The surviving sepsis guidelines recommend early aggressive fluid resuscitation within 6 h of sepsis onset. Although rapid fluid administration may offer benefit, studies on the timing of resuscitation are lacking. We hypothesized that there is an association between quicker, adequate fluid resuscitation and patient outcome from sepsis onset time.
This is a retrospective cohort study of consecutive adults with severe sepsis and septic shock admitted to a quaternary care medical ICU between January 2007 and December 2009. Data were collected from a previously validated electronic medical database. Multivariate regression modeling was performed, adjusting for age, admission weight, Sequential Organ Failure Assessment score, APACHE (Acute Physiology and Chronic Health Examination) III score, and total fluid administration within the first 6 h of sepsis onset time.

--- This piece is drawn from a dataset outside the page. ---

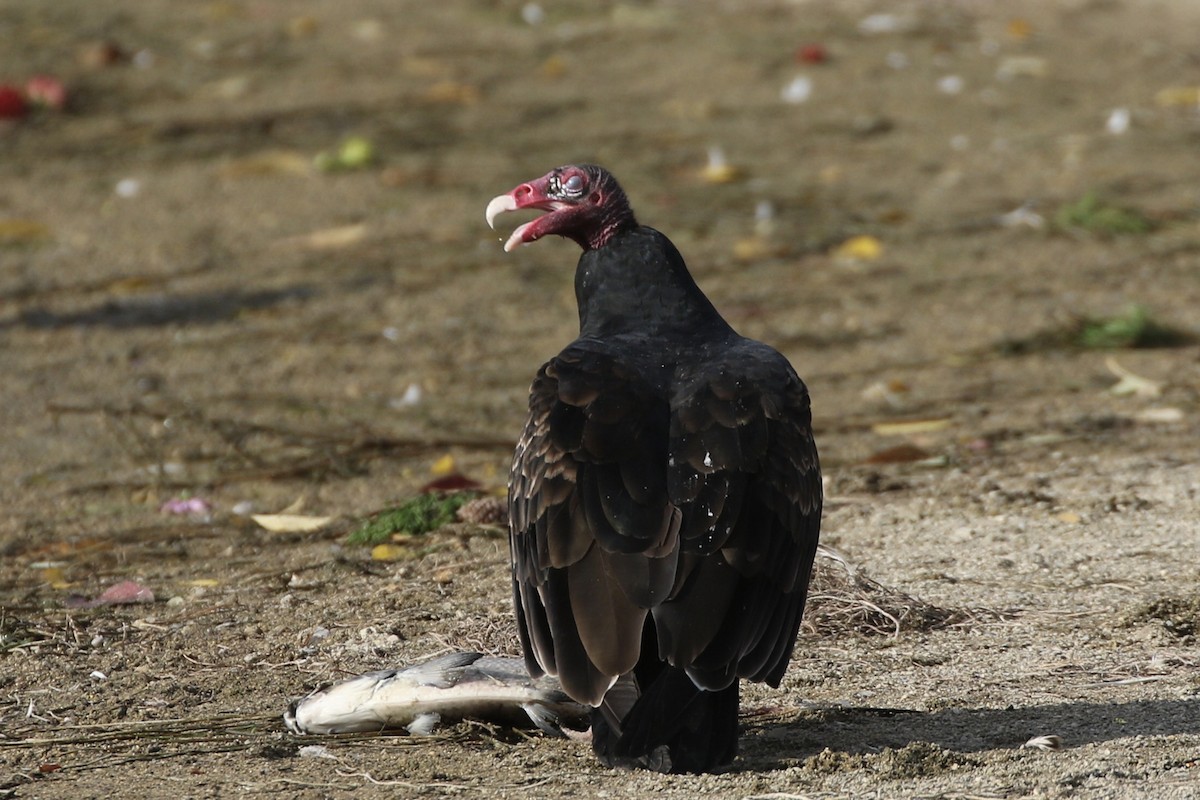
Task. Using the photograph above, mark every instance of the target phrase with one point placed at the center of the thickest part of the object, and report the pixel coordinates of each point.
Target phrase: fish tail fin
(672, 727)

Of 651 patients with severe sepsis and septic shock screened, 594 had detailed fluid data. In a univariate analysis, the median amount of fluid within the first 3 h for survivors at discharge was 2,085 mL (940-4,080 mL) and for nonsurvivors, 1,600 mL (600-3,010 mL; P = .007). In comparison, during the latter 3 h, the median amount was 660 mL (290-1,485 mL) vs 800 mL (360-1,680 mL; P = .09), respectively. After adjusting for confounders, the higher proportion of total fluid received within the first 3 h was associated with decreased hospital mortality (OR, 0.34; 95% CI, 0.15-0.75; P = .008).
Earlier fluid resuscitation (within the first 3 h) is associated with a greater number of survivors with severe sepsis and septic shock.